Mas minha vida toda foi um tal de "gato é traiçoeiro", "gato não tem graça como animal de estimação", gato isso de ruim, aquilo de mau...

Com a ascensão das redes sociais, porém, uma nova onda de adoração aos gatos surgiu. É como se voltássemos ao antigo Egito, ilustrando gatos em todos os lugares, mas agora de uma forma virtual e mais viral.

Claro que foi no Twitter que eu vi alguém comentando sobre um documentário sobre gatos, e tratei de comentar logo com o crush, que também curte gato. E, até então, eu não imaginava que ele curtia tanto assim! Quis assistir na hora e então arranjei uma companhia pra curtir meus gostos peculiares <3

"Gatos", ou "Kedi", é um pequeno documentários sobre a cultura dos gatos de rua em Istambul. Crush, muito viajado que é, disse que Istambul é mesmo cheio de gatos (e que tem sua fotinho com gatos de lá, claro).
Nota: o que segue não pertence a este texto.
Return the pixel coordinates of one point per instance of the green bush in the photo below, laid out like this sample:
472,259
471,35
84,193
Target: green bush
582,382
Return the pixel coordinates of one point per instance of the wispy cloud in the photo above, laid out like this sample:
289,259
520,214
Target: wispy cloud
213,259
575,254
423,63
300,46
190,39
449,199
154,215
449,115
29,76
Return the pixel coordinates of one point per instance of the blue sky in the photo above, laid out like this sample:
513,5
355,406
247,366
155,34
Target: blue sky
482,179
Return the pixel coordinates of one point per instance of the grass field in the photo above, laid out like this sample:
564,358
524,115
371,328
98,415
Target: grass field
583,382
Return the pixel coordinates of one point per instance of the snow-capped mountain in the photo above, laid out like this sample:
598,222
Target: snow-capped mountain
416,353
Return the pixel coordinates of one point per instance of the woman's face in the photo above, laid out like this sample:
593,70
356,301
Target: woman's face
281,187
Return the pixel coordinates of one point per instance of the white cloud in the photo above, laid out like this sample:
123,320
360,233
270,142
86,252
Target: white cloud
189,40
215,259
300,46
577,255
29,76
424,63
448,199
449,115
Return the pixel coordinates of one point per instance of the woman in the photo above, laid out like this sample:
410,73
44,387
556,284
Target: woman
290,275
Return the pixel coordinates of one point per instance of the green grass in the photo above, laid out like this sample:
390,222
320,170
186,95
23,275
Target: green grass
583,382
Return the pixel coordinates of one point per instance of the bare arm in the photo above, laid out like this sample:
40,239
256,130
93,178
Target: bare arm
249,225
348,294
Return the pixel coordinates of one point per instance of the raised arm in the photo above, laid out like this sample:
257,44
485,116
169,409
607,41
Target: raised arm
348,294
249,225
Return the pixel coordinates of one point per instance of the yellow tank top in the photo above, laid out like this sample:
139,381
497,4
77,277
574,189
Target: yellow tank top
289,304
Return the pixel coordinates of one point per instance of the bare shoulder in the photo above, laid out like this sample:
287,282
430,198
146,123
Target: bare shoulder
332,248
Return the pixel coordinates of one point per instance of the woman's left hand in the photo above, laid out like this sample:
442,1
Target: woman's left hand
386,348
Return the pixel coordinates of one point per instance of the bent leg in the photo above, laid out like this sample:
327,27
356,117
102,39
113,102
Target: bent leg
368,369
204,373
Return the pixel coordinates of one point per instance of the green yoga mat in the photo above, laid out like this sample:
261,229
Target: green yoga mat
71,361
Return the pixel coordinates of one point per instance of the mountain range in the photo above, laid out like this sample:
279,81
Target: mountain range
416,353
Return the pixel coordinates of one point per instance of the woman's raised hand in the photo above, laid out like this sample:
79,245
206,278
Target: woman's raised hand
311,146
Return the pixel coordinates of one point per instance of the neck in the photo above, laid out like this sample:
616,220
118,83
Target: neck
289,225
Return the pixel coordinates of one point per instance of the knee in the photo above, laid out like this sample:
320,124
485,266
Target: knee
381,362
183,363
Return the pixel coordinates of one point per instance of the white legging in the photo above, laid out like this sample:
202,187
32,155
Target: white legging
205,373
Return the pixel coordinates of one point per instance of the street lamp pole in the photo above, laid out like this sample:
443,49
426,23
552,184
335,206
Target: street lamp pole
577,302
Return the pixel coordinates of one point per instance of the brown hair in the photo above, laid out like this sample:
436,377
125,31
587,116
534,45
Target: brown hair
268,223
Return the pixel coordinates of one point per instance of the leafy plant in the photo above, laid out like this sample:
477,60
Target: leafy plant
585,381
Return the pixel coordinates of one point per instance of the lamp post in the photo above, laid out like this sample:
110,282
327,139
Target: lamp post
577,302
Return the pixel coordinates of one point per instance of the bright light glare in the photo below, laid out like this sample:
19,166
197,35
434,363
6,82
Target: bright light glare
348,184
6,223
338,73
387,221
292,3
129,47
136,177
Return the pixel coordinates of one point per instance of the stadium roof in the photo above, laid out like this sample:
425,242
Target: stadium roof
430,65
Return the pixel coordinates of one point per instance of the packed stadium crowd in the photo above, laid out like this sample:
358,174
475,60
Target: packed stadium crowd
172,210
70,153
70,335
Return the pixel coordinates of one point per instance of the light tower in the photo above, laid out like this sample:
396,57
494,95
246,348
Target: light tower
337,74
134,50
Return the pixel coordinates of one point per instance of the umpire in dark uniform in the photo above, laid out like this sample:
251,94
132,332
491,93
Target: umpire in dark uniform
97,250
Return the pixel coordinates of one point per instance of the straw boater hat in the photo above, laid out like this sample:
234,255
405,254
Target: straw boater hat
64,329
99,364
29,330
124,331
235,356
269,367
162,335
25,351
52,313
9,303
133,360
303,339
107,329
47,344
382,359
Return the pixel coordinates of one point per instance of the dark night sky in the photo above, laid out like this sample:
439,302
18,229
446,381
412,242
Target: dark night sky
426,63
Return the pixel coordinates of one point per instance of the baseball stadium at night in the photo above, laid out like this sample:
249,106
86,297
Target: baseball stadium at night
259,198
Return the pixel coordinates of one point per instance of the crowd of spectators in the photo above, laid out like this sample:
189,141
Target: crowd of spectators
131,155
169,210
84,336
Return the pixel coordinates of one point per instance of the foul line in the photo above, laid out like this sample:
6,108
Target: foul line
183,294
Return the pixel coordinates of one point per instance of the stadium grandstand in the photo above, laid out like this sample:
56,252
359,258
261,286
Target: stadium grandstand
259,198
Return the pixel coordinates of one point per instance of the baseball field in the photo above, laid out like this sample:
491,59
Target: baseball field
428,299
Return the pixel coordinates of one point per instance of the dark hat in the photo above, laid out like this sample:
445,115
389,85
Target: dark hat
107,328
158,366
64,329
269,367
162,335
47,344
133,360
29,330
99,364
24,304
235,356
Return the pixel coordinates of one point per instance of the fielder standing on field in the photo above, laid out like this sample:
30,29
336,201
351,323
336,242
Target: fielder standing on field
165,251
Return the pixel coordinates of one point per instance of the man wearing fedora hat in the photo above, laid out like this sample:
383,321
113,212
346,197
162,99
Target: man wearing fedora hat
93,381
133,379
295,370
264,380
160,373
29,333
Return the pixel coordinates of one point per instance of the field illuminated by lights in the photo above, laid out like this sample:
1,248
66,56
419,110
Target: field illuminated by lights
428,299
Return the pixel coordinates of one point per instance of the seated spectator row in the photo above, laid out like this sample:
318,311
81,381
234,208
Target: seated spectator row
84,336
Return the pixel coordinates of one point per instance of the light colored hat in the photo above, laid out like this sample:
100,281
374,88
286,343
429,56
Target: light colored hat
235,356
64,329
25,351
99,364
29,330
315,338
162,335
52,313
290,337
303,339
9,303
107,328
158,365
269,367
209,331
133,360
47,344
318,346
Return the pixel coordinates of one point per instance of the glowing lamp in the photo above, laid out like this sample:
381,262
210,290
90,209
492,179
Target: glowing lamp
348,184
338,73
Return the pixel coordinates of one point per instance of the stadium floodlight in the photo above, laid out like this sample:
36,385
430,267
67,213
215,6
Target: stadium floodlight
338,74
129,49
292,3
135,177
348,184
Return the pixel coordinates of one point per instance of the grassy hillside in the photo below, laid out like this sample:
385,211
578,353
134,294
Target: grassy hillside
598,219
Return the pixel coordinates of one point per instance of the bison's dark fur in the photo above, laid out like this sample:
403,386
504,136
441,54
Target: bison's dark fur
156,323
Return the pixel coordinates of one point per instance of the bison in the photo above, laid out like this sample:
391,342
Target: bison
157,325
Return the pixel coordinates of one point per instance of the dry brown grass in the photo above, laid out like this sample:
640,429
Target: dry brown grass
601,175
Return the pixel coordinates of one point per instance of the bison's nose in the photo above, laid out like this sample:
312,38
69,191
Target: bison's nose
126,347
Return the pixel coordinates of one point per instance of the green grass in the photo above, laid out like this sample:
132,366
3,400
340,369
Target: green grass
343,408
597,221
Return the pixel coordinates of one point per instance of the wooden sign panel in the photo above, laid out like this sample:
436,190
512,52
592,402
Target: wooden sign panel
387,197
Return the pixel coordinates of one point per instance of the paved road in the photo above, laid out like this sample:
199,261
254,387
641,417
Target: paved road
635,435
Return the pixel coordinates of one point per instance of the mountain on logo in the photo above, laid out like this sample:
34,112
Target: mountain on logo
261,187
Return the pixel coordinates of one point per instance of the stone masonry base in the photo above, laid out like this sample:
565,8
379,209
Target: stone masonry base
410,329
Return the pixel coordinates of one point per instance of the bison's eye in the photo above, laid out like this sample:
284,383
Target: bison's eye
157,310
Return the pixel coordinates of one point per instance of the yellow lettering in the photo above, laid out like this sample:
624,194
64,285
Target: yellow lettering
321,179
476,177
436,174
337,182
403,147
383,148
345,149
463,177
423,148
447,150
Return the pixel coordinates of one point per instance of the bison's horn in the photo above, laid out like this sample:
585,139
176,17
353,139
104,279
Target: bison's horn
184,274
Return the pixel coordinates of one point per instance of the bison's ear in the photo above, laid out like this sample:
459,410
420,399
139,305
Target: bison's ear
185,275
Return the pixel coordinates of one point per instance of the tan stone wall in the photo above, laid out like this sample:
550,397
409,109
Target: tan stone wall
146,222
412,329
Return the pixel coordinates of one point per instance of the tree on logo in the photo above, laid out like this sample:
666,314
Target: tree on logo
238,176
O documentário segue alguns desses gatos, a maioria com dono, mas que vive perambulando pelas ruas. Em se tratando de uma área portuária, é normal que a cidade tenha muitos gatos, mas Istambul sobe o nível. Eles tratam os gatos como um patrimônio da cidade, e no fim das contas, meio que todo mundo toma conta dos gatos. Os "gatos principais" tem uma história contada e acompanhada, e algumas pessoas tem suas relações com os gatos das ruas mostradas.

O que achei muito legal é que o documentário trata cada animal como um ser tão importante para a sociedade quanto um humano. Mostram várias fêmeas como mulheres fortes que lutam pelos seus filhos e seu território. E mostram a relação de amor que os humanos de Istambul tem com os gatos, uma ode aos felinos.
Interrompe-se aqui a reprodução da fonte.